High-fidelity and Network-based Spatio-temporal Mathematical Models of Alzheimer's Disease Progression and their Validation Against PET-SUVR Imaging Data
Beatrice Caon, Mattia Corti, Francesca Bonizzoni, Paola F. Antonietti
TLDR
This paper compares high-fidelity 3D and network-based spatio-temporal models for Alzheimer's disease progression, validated with PET-SUVR data.
Key contributions
- Introduces a framework for modeling amyloid-beta and tau protein dynamics in AD.
- Compares high-fidelity 3D patient-specific models with reduced network-based models.
- Validates both modeling approaches against PET-SUVR clinical imaging data.

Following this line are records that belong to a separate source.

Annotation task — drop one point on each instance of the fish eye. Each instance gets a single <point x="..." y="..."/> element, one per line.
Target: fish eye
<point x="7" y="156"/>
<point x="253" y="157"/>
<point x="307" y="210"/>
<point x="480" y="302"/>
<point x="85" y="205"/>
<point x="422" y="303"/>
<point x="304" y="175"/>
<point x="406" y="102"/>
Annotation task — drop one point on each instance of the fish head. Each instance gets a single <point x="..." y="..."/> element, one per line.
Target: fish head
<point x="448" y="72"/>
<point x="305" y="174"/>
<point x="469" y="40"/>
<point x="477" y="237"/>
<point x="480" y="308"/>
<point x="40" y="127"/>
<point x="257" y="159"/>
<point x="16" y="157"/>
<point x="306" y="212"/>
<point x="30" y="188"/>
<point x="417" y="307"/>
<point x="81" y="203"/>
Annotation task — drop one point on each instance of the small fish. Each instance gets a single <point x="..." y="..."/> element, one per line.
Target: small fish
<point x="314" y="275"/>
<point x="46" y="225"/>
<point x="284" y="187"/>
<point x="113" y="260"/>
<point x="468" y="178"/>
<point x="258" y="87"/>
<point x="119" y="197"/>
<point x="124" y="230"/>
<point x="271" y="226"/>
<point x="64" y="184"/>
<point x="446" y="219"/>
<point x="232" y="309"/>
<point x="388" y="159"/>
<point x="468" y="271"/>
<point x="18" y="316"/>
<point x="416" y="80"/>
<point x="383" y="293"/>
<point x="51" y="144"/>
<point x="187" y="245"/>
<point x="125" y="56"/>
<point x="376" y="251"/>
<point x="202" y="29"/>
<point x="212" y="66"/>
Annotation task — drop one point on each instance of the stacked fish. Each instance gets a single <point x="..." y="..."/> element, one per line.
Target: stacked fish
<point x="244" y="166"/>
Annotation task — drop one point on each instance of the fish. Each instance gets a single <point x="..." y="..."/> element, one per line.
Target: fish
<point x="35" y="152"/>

- Shows 3D models are more accurate but computationally expensive, while network models are cheaper.
Why it matters
This work offers valuable insights into modeling Alzheimer's disease progression, comparing accuracy and computational cost. It highlights the trade-offs between detailed 3D simulations and efficient network-based approaches, guiding future research in AD modeling.
Original Abstract
Alzheimer's disease is the most common neurodegenerative disorder. Its pathological development is connected with the misfolding and accumulation of two toxic proteins: amyloid-beta and tau proteins. Mathematical models provide a valuable quantitative tool for monitoring disease progression. In this work, we proposed and compare a novel framework where the spatio-temporal dynamics of amyloid-beta and tau proteins is modeled based on employing either three-dimensional patient-specific geometries or through reduced network-based models defined on the brain connectome. More specifically, a high-fidelity biophysical model is proposed on three-dimensional brain geometries reconstructed from magnetic resonance imaging, whereas a network-based reduced formulation is defined on the brain connectome. For both approaches, a suitable numerical discretisation is proposed. A sensitivity analysis is presented to quantify the influence of model parameters on protein concentration patterns as well as compare the quality of the predictions. For both approaches, the results are validated against PET-SUVR clinical data using 18FAZD4694 for amyloid-beta and 18FMK6240 for tau protein. The results indicate that the three-dimensional model provides the most accurate and biologically consistent description of the disease progression, but remains computationally demanding. On the other hand, the reduced graph-based model is cheaper, but it is not always able to achieve reliable results.